How did I get involved?
I used i-Exchange daily in a previous fraud prevention role. It was full of bugs and usability problems. Rather than accept it, I pitched my ideas directly to the Product Owner — who offered me a UX Designer / Business Analyst role on the team.
Problem statement
i-Exchange is not effectively providing colleagues with the information they need to carry out their work, preventing customers from receiving the support they need.
What did research show?
Two major pain points: a broken search engine that failed on minor spelling errors, and difficulty finding audience-relevant content across 6,000 articles. Navigation was confusing and the UI was significantly outdated.
What did I do?
Over 12 months I drove the adoption of an AI-powered search engine, introduced saved audience personalisation, overhauled the homepage and article UI, and resolved 34 usability issues and bugs using a dual-track agile approach.
What was the result?
12% NPS increase, 35% improvement in search accuracy, a 50% drop in total searches (fewer repeat attempts), and 200+ hours saved per month across the business.

Background

Let's set the scene

i-Exchange is the central knowledge base for Santander UK's frontline colleagues.

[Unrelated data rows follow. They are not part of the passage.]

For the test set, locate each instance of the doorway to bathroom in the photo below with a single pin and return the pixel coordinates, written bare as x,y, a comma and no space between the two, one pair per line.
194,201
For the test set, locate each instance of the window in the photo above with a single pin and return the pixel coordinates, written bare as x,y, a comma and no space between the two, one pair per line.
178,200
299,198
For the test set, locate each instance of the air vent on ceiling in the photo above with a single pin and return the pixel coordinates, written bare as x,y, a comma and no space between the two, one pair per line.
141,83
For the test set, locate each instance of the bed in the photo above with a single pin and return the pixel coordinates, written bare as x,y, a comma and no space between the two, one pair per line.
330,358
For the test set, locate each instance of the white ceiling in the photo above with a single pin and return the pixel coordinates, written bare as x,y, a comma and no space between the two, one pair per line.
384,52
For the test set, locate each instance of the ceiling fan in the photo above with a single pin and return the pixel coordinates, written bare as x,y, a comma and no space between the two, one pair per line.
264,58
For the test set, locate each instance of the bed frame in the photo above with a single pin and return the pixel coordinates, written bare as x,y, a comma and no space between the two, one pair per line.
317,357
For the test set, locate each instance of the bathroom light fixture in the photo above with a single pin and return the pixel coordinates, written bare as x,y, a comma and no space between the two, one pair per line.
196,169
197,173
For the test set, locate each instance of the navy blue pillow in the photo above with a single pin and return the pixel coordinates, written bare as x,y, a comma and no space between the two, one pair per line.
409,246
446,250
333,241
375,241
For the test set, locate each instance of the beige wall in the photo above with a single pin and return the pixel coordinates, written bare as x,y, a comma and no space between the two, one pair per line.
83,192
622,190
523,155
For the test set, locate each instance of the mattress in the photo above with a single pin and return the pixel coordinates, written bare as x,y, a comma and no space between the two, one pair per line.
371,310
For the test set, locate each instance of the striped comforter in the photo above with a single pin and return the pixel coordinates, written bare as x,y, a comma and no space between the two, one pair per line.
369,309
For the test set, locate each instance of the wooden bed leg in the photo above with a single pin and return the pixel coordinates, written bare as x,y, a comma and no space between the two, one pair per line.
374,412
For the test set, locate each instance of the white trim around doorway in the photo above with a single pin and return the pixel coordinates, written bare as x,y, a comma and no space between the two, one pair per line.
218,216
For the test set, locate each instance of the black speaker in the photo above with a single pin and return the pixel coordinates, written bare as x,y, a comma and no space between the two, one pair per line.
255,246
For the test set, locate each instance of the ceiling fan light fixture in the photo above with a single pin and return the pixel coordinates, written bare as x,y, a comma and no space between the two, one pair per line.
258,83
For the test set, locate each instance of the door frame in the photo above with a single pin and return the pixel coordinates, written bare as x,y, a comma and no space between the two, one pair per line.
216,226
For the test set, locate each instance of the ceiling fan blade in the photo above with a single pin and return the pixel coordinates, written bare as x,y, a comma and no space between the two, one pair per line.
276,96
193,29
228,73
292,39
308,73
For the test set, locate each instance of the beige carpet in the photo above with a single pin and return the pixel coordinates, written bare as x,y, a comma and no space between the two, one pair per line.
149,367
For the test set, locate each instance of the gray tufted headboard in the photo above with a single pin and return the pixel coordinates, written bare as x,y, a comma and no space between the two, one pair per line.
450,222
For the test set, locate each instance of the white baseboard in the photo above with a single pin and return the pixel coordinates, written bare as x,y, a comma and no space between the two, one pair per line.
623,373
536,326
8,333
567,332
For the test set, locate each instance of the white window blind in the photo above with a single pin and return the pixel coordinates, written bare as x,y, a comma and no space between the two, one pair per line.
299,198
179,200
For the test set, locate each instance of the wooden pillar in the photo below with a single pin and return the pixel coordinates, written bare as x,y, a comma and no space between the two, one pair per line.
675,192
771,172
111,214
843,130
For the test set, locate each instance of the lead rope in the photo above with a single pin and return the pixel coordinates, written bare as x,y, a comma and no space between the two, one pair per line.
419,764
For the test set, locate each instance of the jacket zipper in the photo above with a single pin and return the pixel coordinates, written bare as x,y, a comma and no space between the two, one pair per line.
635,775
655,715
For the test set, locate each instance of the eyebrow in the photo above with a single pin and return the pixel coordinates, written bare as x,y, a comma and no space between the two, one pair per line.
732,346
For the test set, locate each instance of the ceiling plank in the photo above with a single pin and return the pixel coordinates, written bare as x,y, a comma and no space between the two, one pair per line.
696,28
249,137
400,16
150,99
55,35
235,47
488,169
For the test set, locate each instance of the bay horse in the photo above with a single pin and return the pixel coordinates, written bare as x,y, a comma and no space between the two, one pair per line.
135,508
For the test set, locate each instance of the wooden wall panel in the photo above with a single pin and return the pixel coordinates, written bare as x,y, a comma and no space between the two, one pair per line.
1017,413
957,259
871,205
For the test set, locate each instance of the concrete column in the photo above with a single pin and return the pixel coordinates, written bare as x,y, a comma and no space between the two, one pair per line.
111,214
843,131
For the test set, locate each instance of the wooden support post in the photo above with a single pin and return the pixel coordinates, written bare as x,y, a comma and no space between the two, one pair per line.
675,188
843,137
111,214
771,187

During every customer call or branch interaction, colleagues rely on it to look up the correct processes — from handling a disputed payment to opening a new account. It handles around 5 million searches a year.

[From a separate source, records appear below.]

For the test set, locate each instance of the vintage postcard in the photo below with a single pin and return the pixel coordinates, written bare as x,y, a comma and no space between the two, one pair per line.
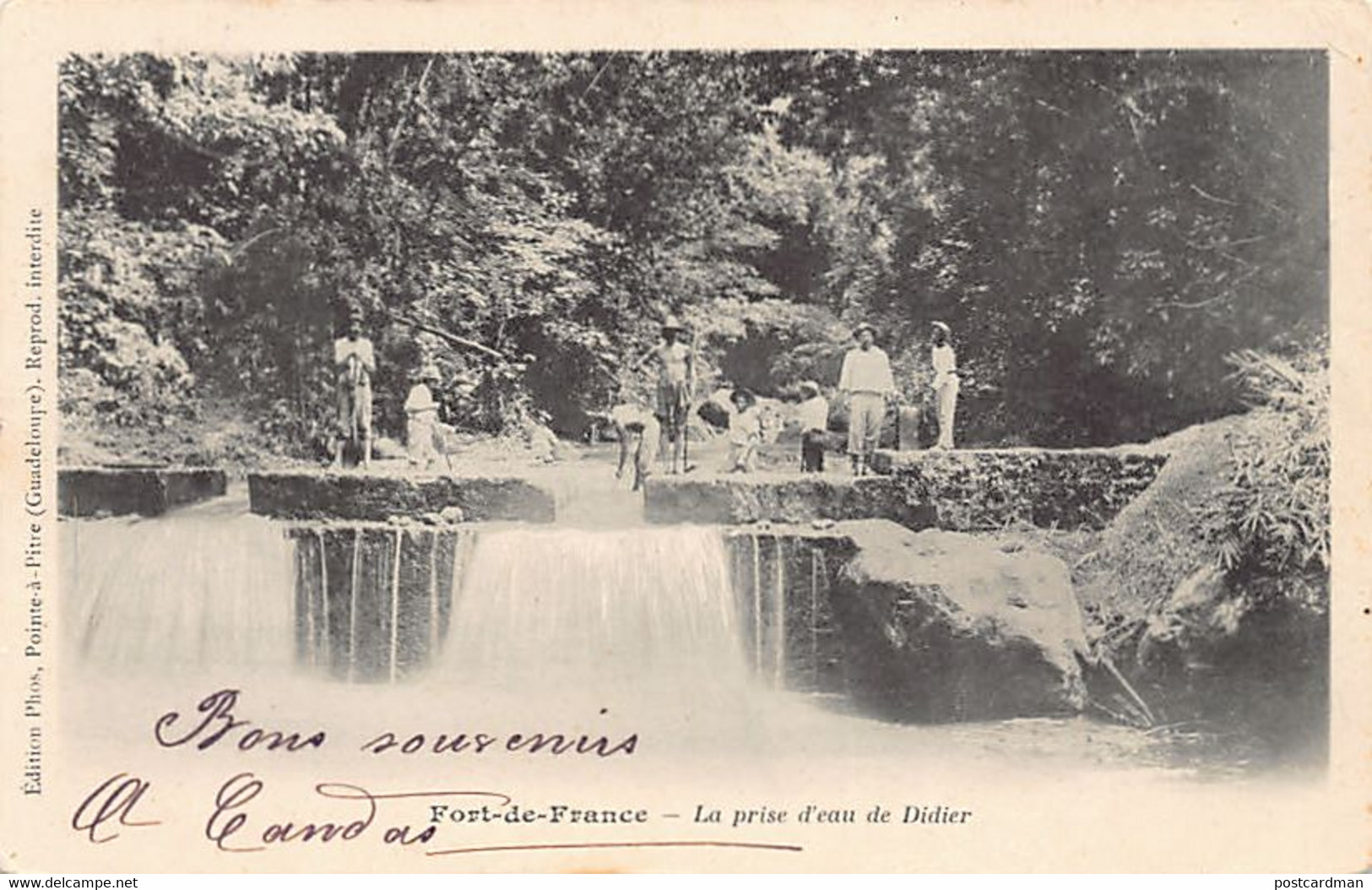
693,437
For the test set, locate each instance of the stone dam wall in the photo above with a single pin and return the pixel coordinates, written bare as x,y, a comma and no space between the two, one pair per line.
950,490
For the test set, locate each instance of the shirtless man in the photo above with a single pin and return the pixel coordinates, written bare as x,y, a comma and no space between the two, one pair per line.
675,382
355,361
637,431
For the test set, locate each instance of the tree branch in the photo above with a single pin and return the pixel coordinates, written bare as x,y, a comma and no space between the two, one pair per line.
445,335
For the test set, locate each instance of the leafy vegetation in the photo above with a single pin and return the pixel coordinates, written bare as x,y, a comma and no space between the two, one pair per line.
1099,230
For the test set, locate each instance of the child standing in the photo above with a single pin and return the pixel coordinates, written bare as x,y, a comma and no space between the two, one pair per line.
812,415
421,420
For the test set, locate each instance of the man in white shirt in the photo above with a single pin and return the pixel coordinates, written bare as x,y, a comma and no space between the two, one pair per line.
869,383
946,383
355,362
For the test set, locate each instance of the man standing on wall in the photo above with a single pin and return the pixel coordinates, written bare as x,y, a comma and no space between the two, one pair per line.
869,383
946,383
675,382
355,361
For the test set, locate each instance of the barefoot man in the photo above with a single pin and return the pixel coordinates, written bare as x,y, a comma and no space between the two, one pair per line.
675,382
869,383
355,362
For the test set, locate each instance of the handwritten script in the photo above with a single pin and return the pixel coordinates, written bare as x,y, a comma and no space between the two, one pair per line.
243,817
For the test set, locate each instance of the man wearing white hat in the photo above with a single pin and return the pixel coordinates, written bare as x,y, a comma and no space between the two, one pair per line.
675,380
421,419
869,383
946,382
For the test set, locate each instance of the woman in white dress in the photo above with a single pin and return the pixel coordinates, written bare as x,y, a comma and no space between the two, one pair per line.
946,383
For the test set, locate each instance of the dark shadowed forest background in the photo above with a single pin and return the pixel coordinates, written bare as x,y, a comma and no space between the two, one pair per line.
1102,231
1128,247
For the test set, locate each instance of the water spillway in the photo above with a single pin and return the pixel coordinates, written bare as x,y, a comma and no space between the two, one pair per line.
914,626
191,593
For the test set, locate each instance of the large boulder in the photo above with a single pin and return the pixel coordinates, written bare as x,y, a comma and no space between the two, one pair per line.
941,626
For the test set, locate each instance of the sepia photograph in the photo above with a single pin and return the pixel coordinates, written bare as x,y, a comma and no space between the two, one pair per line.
476,459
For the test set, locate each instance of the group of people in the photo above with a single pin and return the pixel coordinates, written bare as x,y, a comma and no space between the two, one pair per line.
355,362
866,382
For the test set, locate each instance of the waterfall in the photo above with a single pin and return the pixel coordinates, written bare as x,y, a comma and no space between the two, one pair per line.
645,608
180,593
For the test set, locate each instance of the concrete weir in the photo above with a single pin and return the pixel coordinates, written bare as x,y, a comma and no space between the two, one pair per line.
377,497
135,490
711,499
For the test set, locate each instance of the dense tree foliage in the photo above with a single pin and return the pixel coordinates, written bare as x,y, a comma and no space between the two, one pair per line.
1101,230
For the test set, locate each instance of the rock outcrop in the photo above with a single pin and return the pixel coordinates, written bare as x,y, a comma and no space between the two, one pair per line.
977,490
940,626
917,627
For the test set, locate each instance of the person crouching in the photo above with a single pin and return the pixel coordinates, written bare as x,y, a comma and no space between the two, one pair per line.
744,432
638,432
812,415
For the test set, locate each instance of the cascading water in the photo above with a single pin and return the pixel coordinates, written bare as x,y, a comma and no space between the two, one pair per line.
649,609
182,593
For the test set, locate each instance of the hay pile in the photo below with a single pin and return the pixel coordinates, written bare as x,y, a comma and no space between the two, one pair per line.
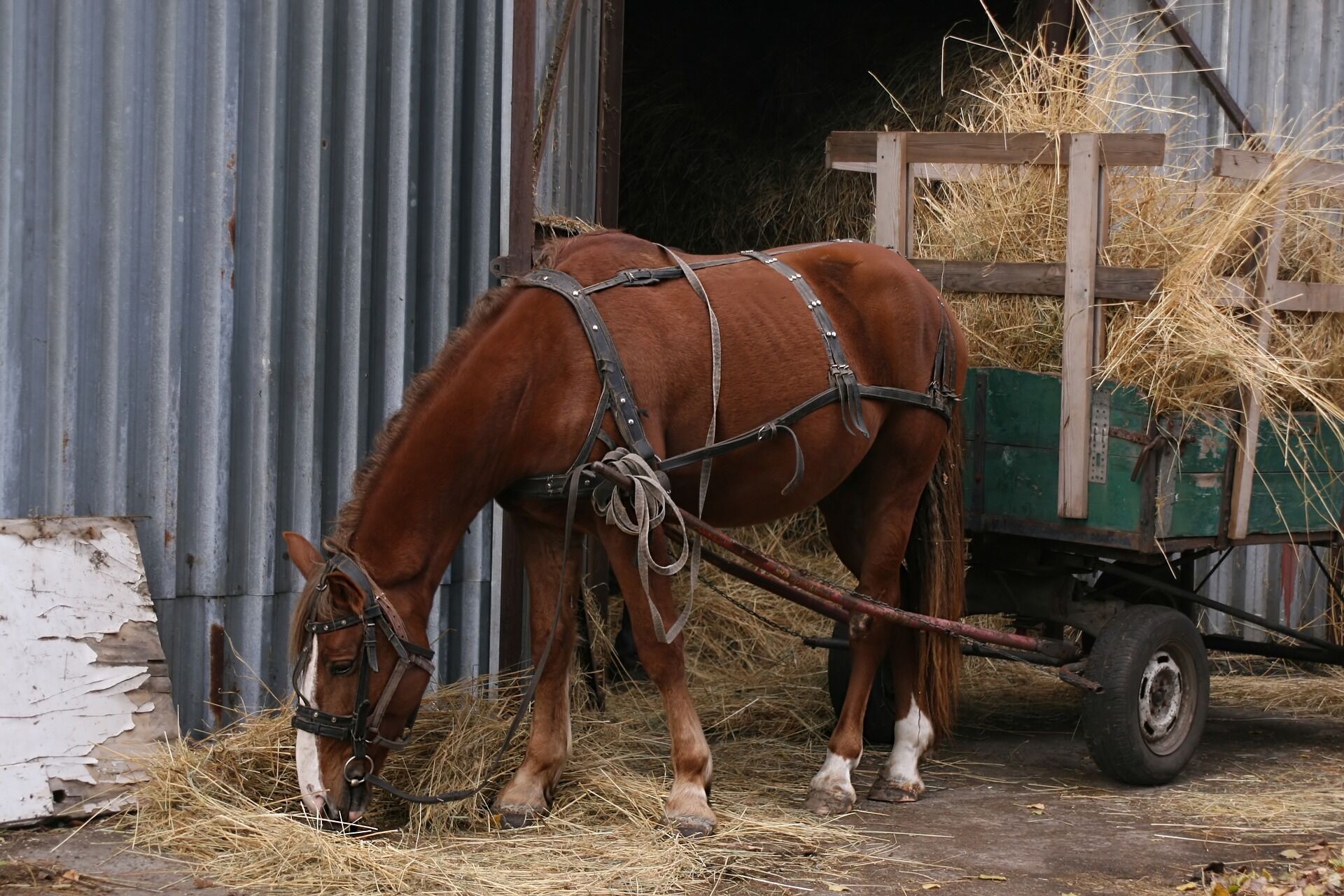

Before joining the product team, I used i-Exchange daily as a fraud prevention colleague. The system was slow, buggy, and routinely failed me at the worst possible moment — mid-call with a customer waiting. I knew it could be better, so I approached the Product Owner directly, pitched my observations, and was brought in as a UX Designer and Business Analyst.

This gave me an unusual advantage: genuine user empathy built from first-hand frustration, rather than a secondhand account. I wasn't parachuted in — I lived the problem before I solved it.

Empathise

Understanding the problem properly

Despite having first-hand experience, I didn't let my own assumptions drive the work. I teamed up with a UX researcher and built a formal research plan to understand the full picture — covering users, content, constraints, and competing knowledge base platforms.

Research methods

  • Surveys — Quantified colleague experience with the current system at scale
  • Interviews — In-depth conversations to surface pain points beneath survey data
  • Shadowing — Observed colleagues in live interactions to understand real-world usage
  • Workshops — Facilitated sessions to generate user-led ideas for improvement
  • Competitor analysis — Audited other knowledge base platforms for best practices
  • Journey mapping — Mapped the full site to understand where users lost confidence
  • Content audit — Reviewed all 6,000+ articles to understand structure and gaps
  • Heuristic analysis — Evaluated the existing UI against usability principles

What the heuristic analysis found

The heuristic review surfaced problems across every major area of the product. On the homepage: a cluttered navigation bar, no audience filters, a wasted hero section used only for decoration, and a communications list that mixed incident alerts with general updates — making both harder to read.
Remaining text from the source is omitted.